Representation of Cross-curriculum priorities

While the significance of the cross-curriculum priorities for Earth and Environmental Science varies, there are opportunities for teachers to select contexts that incorporate the key concepts from each priority.

The Earth and Environmental Science curriculum provides an opportunity for students to engage with Aboriginal and Torres Strait Islander histories and cultures. It acknowledges that Aboriginal and Torres Strait Islander people have longstanding scientific knowledge traditions that inform understanding of the Australian environment and the ways in which it has changed over time. In exploring scientific knowledge and decision making about Earth processes, environments and resources, students could develop an understanding that Aboriginal and Torres Strait Islander people have particular ways of knowing the world and continue to be innovative in providing significant contributions to development in science. Students could investigate examples of Aboriginal and Torres Strait Islander science and the ways traditional knowledge and Western scientific knowledge can be complementary.

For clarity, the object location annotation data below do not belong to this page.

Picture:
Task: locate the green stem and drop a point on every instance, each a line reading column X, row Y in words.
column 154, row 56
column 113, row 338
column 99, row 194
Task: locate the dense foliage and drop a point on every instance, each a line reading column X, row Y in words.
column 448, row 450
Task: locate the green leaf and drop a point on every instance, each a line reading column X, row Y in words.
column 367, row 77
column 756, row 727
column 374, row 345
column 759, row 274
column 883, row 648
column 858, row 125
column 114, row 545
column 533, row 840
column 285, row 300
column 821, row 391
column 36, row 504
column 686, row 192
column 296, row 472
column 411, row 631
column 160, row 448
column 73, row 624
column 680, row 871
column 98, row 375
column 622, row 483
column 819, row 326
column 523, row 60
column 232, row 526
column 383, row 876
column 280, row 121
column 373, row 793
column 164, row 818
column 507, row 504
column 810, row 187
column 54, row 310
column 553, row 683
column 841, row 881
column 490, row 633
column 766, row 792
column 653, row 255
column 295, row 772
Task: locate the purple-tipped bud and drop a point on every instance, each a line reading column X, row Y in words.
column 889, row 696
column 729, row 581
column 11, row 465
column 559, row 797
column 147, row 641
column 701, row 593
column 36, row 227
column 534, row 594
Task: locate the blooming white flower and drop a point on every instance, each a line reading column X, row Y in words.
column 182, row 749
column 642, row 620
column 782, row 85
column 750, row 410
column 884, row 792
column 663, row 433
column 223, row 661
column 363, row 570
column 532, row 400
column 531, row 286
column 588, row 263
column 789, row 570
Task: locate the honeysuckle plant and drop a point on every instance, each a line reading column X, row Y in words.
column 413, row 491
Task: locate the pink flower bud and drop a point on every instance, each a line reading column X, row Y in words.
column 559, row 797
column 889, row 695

Students could investigate a wide range of contexts that draw on Asia and Australia’s engagement with Asia through Earth and Environmental Science. Students could explore the diverse environments of the Asia region and develop an appreciation that interaction between human activity and these environments continues to influence the region, including Australia, and has significance for the rest of the world. Through an examination of developments in Earth and Environmental Science, students could appreciate that the Asia region plays an important role in scientific research and development, including through collaboration with Australian scientists, in such areas as natural hazard prediction and management, natural resource management, energy security and food security.

The Sustainability priority is explicitly addressed in Earth and Environmental Science. The Earth system model that frames the curriculum requires students to understand the interconnectedness of Earth’s biosphere, geosphere, hydrosphere and atmosphere and how these systems operate and interact across a range of spatial and temporal scales. Relationships including cycles and cause and effect are explored, and students develop skills of observation and analysis to examine these relationships in the world around them now and into the future.

In Earth and Environmental Science, students appreciate that Earth and environmental science provides the basis for decision making in many areas of society and that these decisions can impact the Earth system, its environments and its resources. They understand the importance of using science to predict possible effects of human and other activity, and to develop management plans or alternative technologies that minimise these effects and provide for a more sustainable future.